Taraboletti Alexandra, Walker Tia, Avila Robin, Huang He, Caporoso Joel, Manandhar Erendra, Leeper Thomas C, Modarelli David A, Medicetty Satish, Shriver Leah P
Department of Chemistry, University of Akron , Akron, Ohio 44325, United States.
Department of Chemistry, Indiana University Northwest , Gary, Indiana 46408, United States.
Biochemistry. 2017 Mar 14;56(10):1518-1528. doi: 10.1021/acs.biochem.6b01072. Epub 2017 Feb 28.

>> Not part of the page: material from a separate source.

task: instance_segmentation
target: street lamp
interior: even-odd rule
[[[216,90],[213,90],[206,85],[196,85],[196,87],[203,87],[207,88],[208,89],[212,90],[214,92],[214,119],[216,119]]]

Cuprizone intoxication is a common animal model used to test myelin regenerative therapies for the treatment of diseases such as multiple sclerosis. Mice fed this copper chelator develop reversible, region-specific oligodendrocyte loss and demyelination. While the cellular changes influencing the demyelinating process have been explored in this model, there is no consensus about the biochemical mechanisms of toxicity in oligodendrocytes and about whether this damage arises from the chelation of copper in vivo. Here we have identified an oligodendroglial cell line that displays sensitivity to cuprizone toxicity and performed global metabolomic profiling to determine biochemical pathways altered by this treatment. We link these changes with alterations in brain metabolism in mice fed cuprizone for 2 and 6 weeks. We find that cuprizone induces widespread changes in one-carbon and amino acid metabolism as well as alterations in small molecules that are important for energy generation. We used mass spectrometry to examine chemical interactions that are important for copper chelation and toxicity. Our results indicate that cuprizone induces global perturbations in cellular metabolism that may be independent of its copper chelating ability and potentially related to its interactions with pyridoxal 5'-phosphate, a coenzyme essential for amino acid metabolism.
双环己酮草酰二腙中毒是一种常用的动物模型,用于测试髓鞘再生疗法对多发性硬化症等疾病的治疗效果。喂食这种铜螯合剂的小鼠会出现可逆的、区域特异性的少突胶质细胞丢失和脱髓鞘。虽然在该模型中已经探讨了影响脱髓鞘过程的细胞变化,但对于少突胶质细胞中毒性的生化机制以及这种损伤是否源于体内铜螯合,尚无共识。在这里,我们鉴定了一种对双环己酮草酰二腙毒性敏感的少突胶质细胞系,并进行了全局代谢组学分析,以确定这种处理改变的生化途径。我们将这些变化与喂食双环己酮草酰二腙2周和6周的小鼠大脑代谢改变联系起来。我们发现双环己酮草酰二腙会引起一碳和氨基酸代谢的广泛变化以及对能量产生很重要的小分子的改变。我们使用质谱法研究对铜螯合和毒性很重要的化学相互作用。我们的结果表明,双环己酮草酰二腙会引起细胞代谢的全局扰动,这可能与其铜螯合能力无关,并且可能与其与磷酸吡哆醛(一种氨基酸代谢必需的辅酶)的相互作用有关。